Iranians also continue to believe in the resiliency of their economy. A clear majority see a silver lining to the sanctions. A resounding 81 percent of Iranians agree with the statement: “While it’s unfortunate that some outside powers are still blocking Iran’s participation in the world economy, we can use current circumstances to build up our domestic industries to meet our own needs. This will reduce unemployment and make our society more resilient.”

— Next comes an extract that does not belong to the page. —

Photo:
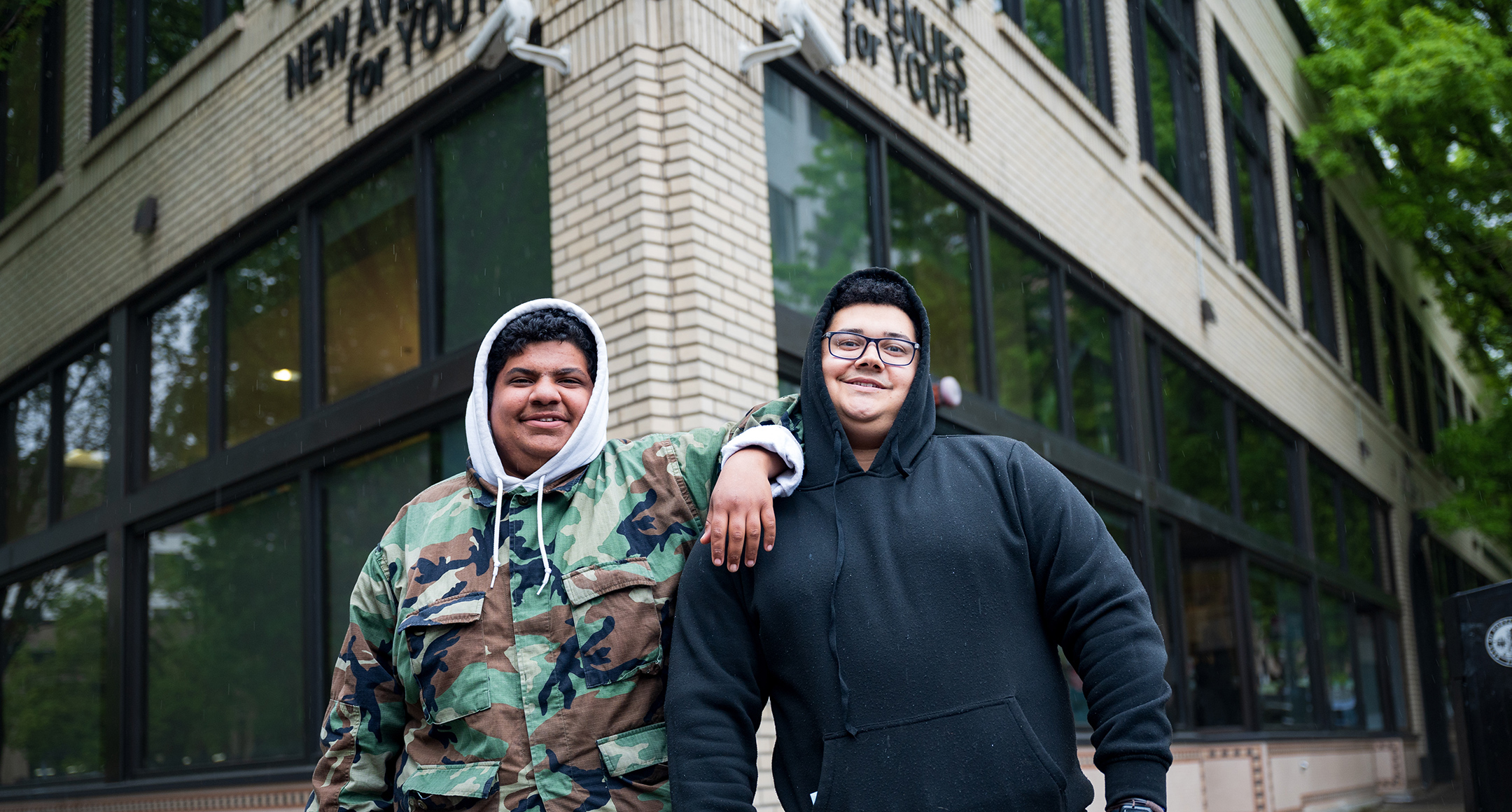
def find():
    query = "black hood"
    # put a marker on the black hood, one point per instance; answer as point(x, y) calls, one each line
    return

Troublingly for those hoping for a second chance at diplomacy, 72 percent of Iranians now think that the JCPOA shows “it is not worthwhile for Iran to make concessions” because other powers will not follow through—a five point increase from January of 2018. However, did express support for Iran returning to full compliance with the JCPOA if other parties to the deal—and the United States—were to do the same. Only 45 percent said they would approve of Iran fully complying with all of its JCPOA obligations if European signatories made specific commitments to increase trade and investment, but an additional 24 percent would approve of Iran’s return to full compliance if the United States also allowed Iran’s main customers to resume purchasing oil.
Fifty-three percent would be willing to enter negotiations on a broader deal with the P5+1 signatories of the JCPOA is all parties were to fully honor their side of the original bargain. However, only 18 percent would negotiate with the Europeans on broader issues before the United States had rejoined the JCPOA and lifted all nuclear-related sanctions.
The survey’s first wave was conducted one week after the Trump administration designated the Iranian Revolutionary Guard Corps (IRGC) a terrorist organization. The responses showed extensive public support for the IRGC. Sixty-one percent thought the IRGC “performed very well” in response to the severe spring floods. Three quarters of Iranians said in May 2019 that the IRGC’s activities in the Middle East have made Iran more secure; five months later, as regional tensions approached a fever pitch, the number holding that view rose to 81 percent.
The three new waves were conducted by telephone interview and each included a sample size of over 1000 respondents. The resulting data, and the trends that can be illustrated over years of research, give lie to the Trump administration’s assurances that “maximum pressure” is advancing American interests. Not only has the administration’s policy turned Iranian sentiments towards the United States more negative, but the regional insecurity that has resulted from that policy has improved perceptions of the role of the IRGC.